The Community Service Corps is asking Archbishop Carroll students to help the needy during Lent by making food donations to the Hibernian Hunger Project, which is run by the Dennis Kelly Division of The Ancient Order of Hibernians, an Irish Catholic fraternal organization.
Carroll has been participating in the Hibernian Hunger Project since 2014.
As part of the project, the CSC began collecting canned goods and other non-perishable food items on March 10. The drive will conclude on Friday, April 11. The food collected will be sent out to pantries and food banks throughout Delaware and Philadelphia counties.
“I honestly don’t have a goal in mind,” said Mr. John Woehlcke, one of the CSC moderators. “I just want us to raise as many pounds of food as we can.”

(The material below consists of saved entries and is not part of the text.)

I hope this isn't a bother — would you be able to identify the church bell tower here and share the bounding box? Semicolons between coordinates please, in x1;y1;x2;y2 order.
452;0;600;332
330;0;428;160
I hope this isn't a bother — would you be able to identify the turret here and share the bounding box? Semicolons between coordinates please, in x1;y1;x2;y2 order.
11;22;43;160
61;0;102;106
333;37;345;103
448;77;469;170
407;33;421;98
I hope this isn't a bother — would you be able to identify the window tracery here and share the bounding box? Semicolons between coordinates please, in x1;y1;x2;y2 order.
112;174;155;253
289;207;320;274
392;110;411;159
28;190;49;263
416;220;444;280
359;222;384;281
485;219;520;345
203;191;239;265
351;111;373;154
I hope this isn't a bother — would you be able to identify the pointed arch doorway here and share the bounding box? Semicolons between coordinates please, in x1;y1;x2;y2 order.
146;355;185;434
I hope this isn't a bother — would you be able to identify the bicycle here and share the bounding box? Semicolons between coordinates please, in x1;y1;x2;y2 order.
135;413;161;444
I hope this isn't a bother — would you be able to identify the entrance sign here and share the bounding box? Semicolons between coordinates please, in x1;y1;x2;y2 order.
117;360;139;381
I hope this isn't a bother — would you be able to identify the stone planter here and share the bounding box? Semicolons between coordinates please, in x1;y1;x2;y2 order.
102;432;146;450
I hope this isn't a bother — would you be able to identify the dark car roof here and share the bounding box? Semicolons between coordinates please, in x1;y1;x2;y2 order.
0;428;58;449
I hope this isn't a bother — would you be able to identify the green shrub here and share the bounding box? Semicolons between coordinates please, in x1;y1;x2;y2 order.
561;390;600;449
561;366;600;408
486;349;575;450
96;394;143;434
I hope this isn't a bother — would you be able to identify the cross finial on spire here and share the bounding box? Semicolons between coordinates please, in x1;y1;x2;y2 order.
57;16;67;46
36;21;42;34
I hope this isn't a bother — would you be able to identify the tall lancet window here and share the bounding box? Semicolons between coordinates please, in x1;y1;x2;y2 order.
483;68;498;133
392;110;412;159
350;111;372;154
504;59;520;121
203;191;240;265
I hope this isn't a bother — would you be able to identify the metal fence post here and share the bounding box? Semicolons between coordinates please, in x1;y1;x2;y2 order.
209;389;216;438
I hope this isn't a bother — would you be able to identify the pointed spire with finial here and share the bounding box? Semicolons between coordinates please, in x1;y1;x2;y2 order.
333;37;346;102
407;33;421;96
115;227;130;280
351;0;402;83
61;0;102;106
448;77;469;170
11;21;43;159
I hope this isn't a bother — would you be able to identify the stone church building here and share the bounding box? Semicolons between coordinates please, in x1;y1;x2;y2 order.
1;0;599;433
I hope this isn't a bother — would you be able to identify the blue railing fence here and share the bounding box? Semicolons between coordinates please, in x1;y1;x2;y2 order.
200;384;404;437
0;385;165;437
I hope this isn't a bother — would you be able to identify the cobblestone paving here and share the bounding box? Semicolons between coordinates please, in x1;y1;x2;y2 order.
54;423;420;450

Nonetheless, the project includes a bit of competition. At the school’s Ash Wednesday Mass, Mrs. Josephine Gandolfo, the campus minister, said she wanted Carroll’s students to bring in more canned goods than Monsignor Bonner-Archbishop Prendergast and Archbishop O’Hara high schools — Carroll’s two Delaware County rivals. In 2022 the schools started competing against one another. Bonner-Prendie and O’Hara typically crush this drive.
Students can bring their canned goods and other non-perishable items to both the campus ministry office and their homerooms.
Some teachers have also said they are offering extra credit for student donations in their classes. These teachers will then pick up the items so that credit can be given to the students who participated.
Ms. Erica Leinhauser is doing this. She is offering 0.25 extra credit points if a student of hers brings in one can of food and one extra credit point will be earned if a student brings in four cans of food. She has the details on the whiteboard behind her desk in her classroom, Room 204.